Introduction/Background

High levels of abnormal or damaged proteins is a cellular feature of aging, cancer, adult-onset neurodegenerative diseases, and many rare genetic conditions. In neurodegeneration, failure to degrade aberrant proteins leads to cellular dysfunction; whereas some types of cancer cells are able to survive and proliferate despite chronic protein damage. Treating these conditions requires knowledge of the cellular pathways that normally function to remove unwanted proteins, and how they become mis-regulated in disease. The Lehrbach lab uses C. elegans to discover these pathways, understand how they work, and investigate their roles in health and disease.

Our work focuses on regulation of the proteasome, an elaborate molecular machine that carries out the majority of targeted protein degradation in eukaryotic cells. Proteasome inhibitor drugs are used to treat some kinds of cancer and dysfunction of the ubiquitin-proteasome system is found in many neurodegenerative diseases. By revealing how the proteasome is regulated, our work may lead to new ways to treat these diseases.

Regulation of the proteasome by the SKN-1A/Nrf1 transcription factor

Transcriptional control of proteasome subunit gene expression is a conserved mechanism of proteasome regulation in eukaryotes. This mechanism is particularly important if proteasome function is impaired by drugs or genetic mutations. Under these conditions, transcriptional activation of the proteasome subunit genes allows cells to compensate by making more proteasomes. In animals, this response is carried out by a transcription factor called SKN-1A (NFE2L1 or Nrf1 in humans).

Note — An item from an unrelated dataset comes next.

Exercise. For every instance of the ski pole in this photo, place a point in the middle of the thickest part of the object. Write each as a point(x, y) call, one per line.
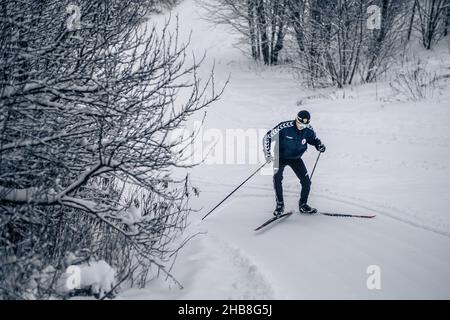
point(315, 165)
point(234, 191)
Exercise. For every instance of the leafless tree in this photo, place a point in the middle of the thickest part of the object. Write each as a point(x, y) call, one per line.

We established a GFP-based reporter system to monitor the activation of proteasome gene expression by SKN-1A in live C. elegans. We have used this reporter in genetic screens to systematically identify the factors that are required for regulation of the proteasome. Using genetic, cell biology and biochemical analyses, we have developed a detailed picture of the mechanisms by which these factors control SKN-1A. We are also using the C. elegans model to investigate the roles of SKN-1A-dependent proteasome regulation in normal and disease physiology. As well as mediating resistance to proteasome inhibitor drugs, we have found that SKN-1A responds to cytosolic protein misfolding and is protective during aging and in neurodegenerative disease models. We are building on this work to more deeply understand the mechanisms and functions of the SKN-1A/Nrf1 pathway.

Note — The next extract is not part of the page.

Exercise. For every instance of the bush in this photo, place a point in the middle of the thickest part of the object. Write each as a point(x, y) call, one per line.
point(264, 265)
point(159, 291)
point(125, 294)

New regulators of protein degradation

We are developing reporters to monitor regulation and function of the proteasome and other protein homeostasis pathways in live C. elegans. We are using these tools do design massively high-throughput mutagenesis screens that utilize next-generation whole genome sequencing to identify the genes and proteins that control protein degradation. The fast life cycle, simple genetics, and small genome of C. elegans is ideal for this approach. Our screens for modifiers of proteasome expression and function reveal unexpected roles for several genes not previously linked to protein degradation. We are using C. elegans genetics, biochemical and in vitro approaches to understand the mechanism by which these new regulators control protein degradation. We are also using C. elegans to investigate how these factors affect aging, neurodegeneration, and resistance to proteasome inhibitors.

Understanding NGLY1 deficiency

NGLY1 deficiency is a rare genetic disease caused by loss of function mutations in the NGLY1 gene. The symptoms of NGLY1 deficiency include neurological defects that affect cognition and motor skills. We discovered that regulation of the proteasome is disrupted in C. elegans deficient for PNG-1, the C. elegans NGLY1 ortholog. We hypothesize that many of the symptoms of NGLY1 deficiency are caused by mis-regulation of the proteasome. We are using large-scale genetic screens in C. elegans to discover ways to restore proteasome function in the absence of PNG-1/NGLY1. We aim to pinpoint conserved pathways that might be targeted for treatment of NGLY1 deficiency or other diseases that involve impaired proteasome function.